Location
- Leovigildo Filgueiras Av., Garcia Salvador, Bahia Brazil
- Coordinates: 12°59′33″S 38°31′03″W﻿ / ﻿12.9924234°S 38.5174454°W

Information
- Type: Private primary and secondary school
- Religious affiliation: Catholic
- Denomination: Jesuit
- Established: 15 March 1911; 114 years ago
- Director: Sérgio Silveira
- Grades: First through eleventh
- Gender: Coeducational
- Enrollment: 5,000
- Website: www.colegioantoniovieira.com.br

= Antonio Vieira College =

Private primary and secondary school in Salvador, Bahia, Brazil

Antonio Vieira College is a private Catholic primary and secondary school located in Salvador, Brazil. Founded by the Society of Jesus in 1911, the school has about 5,000 students enrolled in grades one through eleven, and also gives night classes for youth and adults.

==History==
The College was founded on 15 March 1911 at 43 Sodre Street. In 1912 it moved to Coqueiros da Piedade Street, and a boarding school was added. In 1915 this became Vieirense Academy of Science and Letters.

In 1926 land was acquired at Garcia Farm, and the foundation stone of a new building laid in 1930. The Jesuits acquired Mercy Farm Mar Grande in 1945. In 1967 the school began admitting girls.

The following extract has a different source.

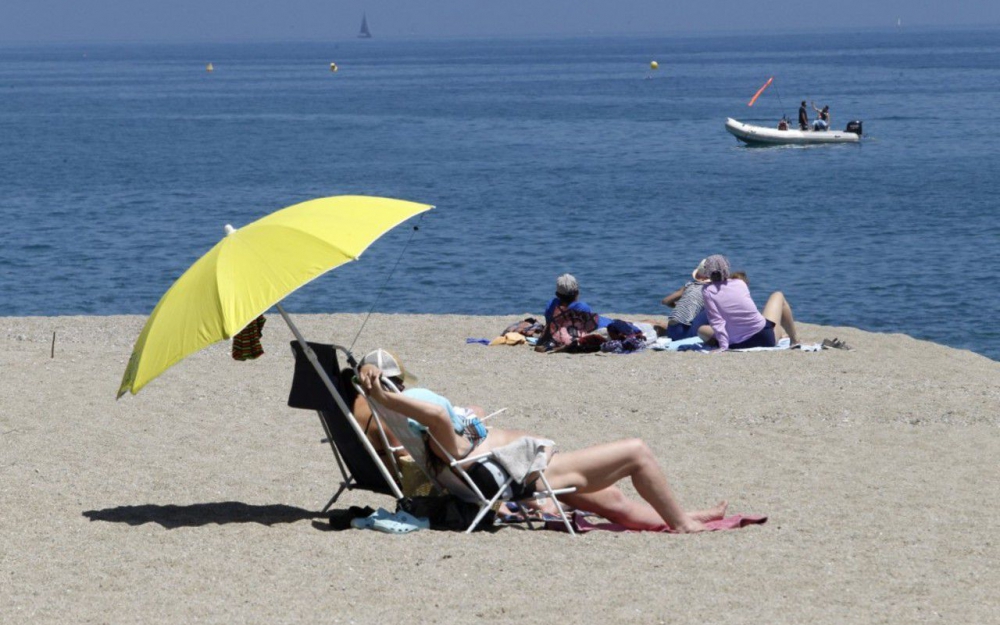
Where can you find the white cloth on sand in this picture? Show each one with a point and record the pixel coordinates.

In 1995 a multisport gym was opened at the college. In 1997 the College choir was founded under the direction of Cicero Alves Filho, and the Religious Music Festival (FEMURE) followed in 2000. The swimming pool was built in 2001. The Shrine of Our Lady of Fatima at the College hosts large groups like the Bahia Symphony Orchestra.